Dieses Gleichnis soll die Bedeutung des gegenwärtigen Augenblicks und die Dringlichkeit der heute zu treffenden Entscheidungen unterstreichen. Jeder vergeudete Augenblick ist endgültig verloren, und die Fehler, die in dieser Welt gemacht werden, werden ewige Konsequenzen haben. Die Möglichkeit, sich zu zerstreuen, seine Existenz zu vergeuden, indem man sie auf verfehlte Schätze konzentriert, ist alles andere als gering. Nur das Gute wird in den Himmel kommen, alles Negative wird zuerst vernichtet… durch das Feuer der Liebe Gottes.
Der Eintritt in das Himmelreich ist eine wahre und mühsame Eroberung, etwas, das wir Tag für Tag mit Gnade tun. Wer Geduld mit seiner Armut hat, auch wenn er nicht reich wird, erobert ein Königreich (Fernando Rielo. Transfiguraciones).

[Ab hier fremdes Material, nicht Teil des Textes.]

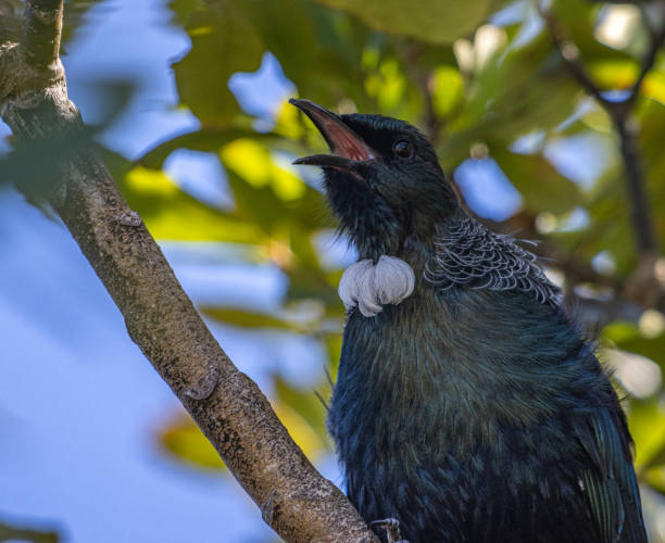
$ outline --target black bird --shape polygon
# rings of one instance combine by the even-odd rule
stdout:
[[[360,255],[328,428],[349,498],[411,543],[645,542],[632,441],[534,254],[460,205],[402,121],[291,100]],[[381,535],[382,536],[382,535]]]

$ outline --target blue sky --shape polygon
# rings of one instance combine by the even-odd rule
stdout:
[[[168,26],[164,2],[111,0],[88,18],[63,59],[84,118],[99,121],[97,78],[129,75],[138,86],[103,142],[136,157],[195,129],[198,121],[174,108],[168,70],[189,41]],[[180,152],[168,169],[202,199],[224,192],[218,163],[204,153]],[[198,472],[160,451],[155,432],[180,406],[127,337],[66,229],[5,189],[0,232],[0,521],[55,528],[72,543],[271,541],[230,476]],[[243,265],[214,247],[163,247],[195,301],[269,310],[286,289],[276,268]],[[273,371],[305,388],[321,378],[323,353],[313,341],[211,327],[268,394]],[[335,464],[327,465],[336,478]]]

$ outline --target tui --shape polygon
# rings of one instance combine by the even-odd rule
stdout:
[[[536,256],[472,218],[413,126],[291,100],[359,252],[328,428],[349,498],[411,543],[645,542],[632,440]]]

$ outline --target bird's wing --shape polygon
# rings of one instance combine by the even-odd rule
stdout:
[[[617,408],[620,407],[617,405]],[[628,429],[606,409],[574,422],[591,464],[580,475],[602,543],[647,543]]]

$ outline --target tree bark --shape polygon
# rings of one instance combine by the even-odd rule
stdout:
[[[86,141],[59,59],[61,27],[62,0],[29,0],[22,42],[0,43],[0,114],[15,144],[29,152],[52,141],[75,143],[49,160],[42,195],[115,301],[131,339],[263,519],[292,542],[376,541],[344,495],[308,462],[256,384],[219,348]]]

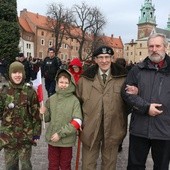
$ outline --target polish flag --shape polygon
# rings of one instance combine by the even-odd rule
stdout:
[[[33,88],[36,90],[38,95],[38,101],[43,101],[43,88],[42,88],[42,78],[41,78],[41,69],[37,73],[37,78],[32,81]]]

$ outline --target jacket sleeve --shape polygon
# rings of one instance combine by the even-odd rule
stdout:
[[[146,114],[148,113],[150,103],[148,103],[146,100],[144,100],[140,96],[140,89],[138,87],[138,81],[139,81],[138,73],[139,72],[140,72],[140,69],[138,68],[138,66],[134,66],[129,71],[126,81],[123,85],[121,95],[125,103],[129,105],[130,108],[132,108],[132,112]],[[138,88],[139,93],[137,95],[126,93],[126,90],[125,90],[126,85],[136,86]]]
[[[32,114],[32,127],[33,136],[41,135],[41,118],[39,113],[39,102],[36,92],[33,90],[31,98],[31,114]]]

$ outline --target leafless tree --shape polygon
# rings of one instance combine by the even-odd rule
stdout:
[[[89,7],[84,2],[81,5],[75,4],[72,8],[72,14],[74,16],[72,28],[67,34],[79,43],[78,53],[82,60],[83,50],[91,53],[92,42],[105,25],[105,19],[96,7]]]
[[[65,9],[62,4],[51,3],[47,9],[48,24],[55,33],[55,50],[59,53],[66,30],[70,29],[72,13]]]

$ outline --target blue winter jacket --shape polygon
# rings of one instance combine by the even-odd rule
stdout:
[[[149,139],[170,140],[170,57],[157,70],[147,57],[129,72],[126,84],[138,87],[137,95],[122,89],[123,99],[132,106],[130,133]],[[162,104],[163,113],[149,116],[150,103]]]

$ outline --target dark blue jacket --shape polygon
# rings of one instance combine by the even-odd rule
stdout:
[[[170,140],[170,57],[157,70],[147,57],[129,72],[126,83],[138,87],[137,95],[122,89],[123,99],[132,106],[130,133],[150,139]],[[163,113],[149,116],[150,103],[162,104]]]

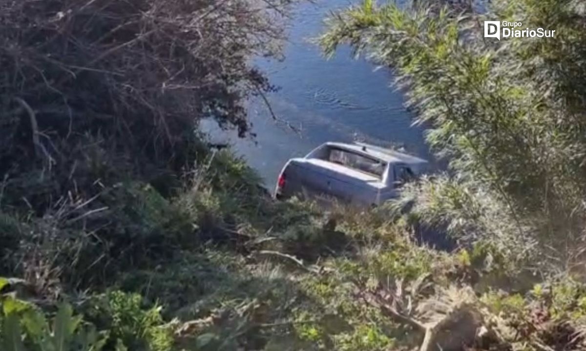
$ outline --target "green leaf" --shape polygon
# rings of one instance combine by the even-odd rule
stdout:
[[[14,314],[6,316],[2,331],[3,350],[26,351],[22,343],[22,332],[18,316]]]
[[[4,277],[0,277],[0,291],[4,288],[4,287],[8,285],[8,280]]]
[[[55,351],[67,351],[67,345],[73,332],[77,327],[79,320],[73,318],[71,306],[63,304],[59,306],[53,321],[53,344]]]
[[[43,342],[49,330],[49,325],[45,316],[31,308],[22,315],[22,320],[27,333],[32,339],[38,340],[38,343]]]
[[[197,350],[205,350],[218,340],[217,335],[213,333],[206,333],[197,337],[196,346]]]
[[[19,313],[30,308],[28,302],[19,300],[12,297],[8,297],[2,302],[2,309],[6,316]]]

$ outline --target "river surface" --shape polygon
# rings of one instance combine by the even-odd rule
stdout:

Lasst uns mit einer Beobachtung und einem Ratschlag von Papst Franziskus schließen, in dem er uns daran erinnert, dass der Empfang des Himmelreichs nicht etwas ist, das nur einmal im Leben geschieht, sondern die kontinuierliche und vollständige Art und Weise der Beziehung zu Gott – in Reinigung und Einheit – jeden Tag darstellt:
Ich lade jeden Christen ein, gleich an welchem Ort und in welcher Lage er sich befindet, noch heute seine persönliche Begegnung mit Jesus Christus zu erneuern oder zumindest den Entschluss zu fassen, sich von ihm finden zu lassen, ihn jeden Tag ohne Unterlass zu suchen. Es gibt keinen Grund, weshalb jemand meinen könnte, diese Einladung gelte nicht ihm, denn » niemand ist von der Freude ausgeschlossen, die der Herr uns bringt «. (Evangelii Gaudium 3).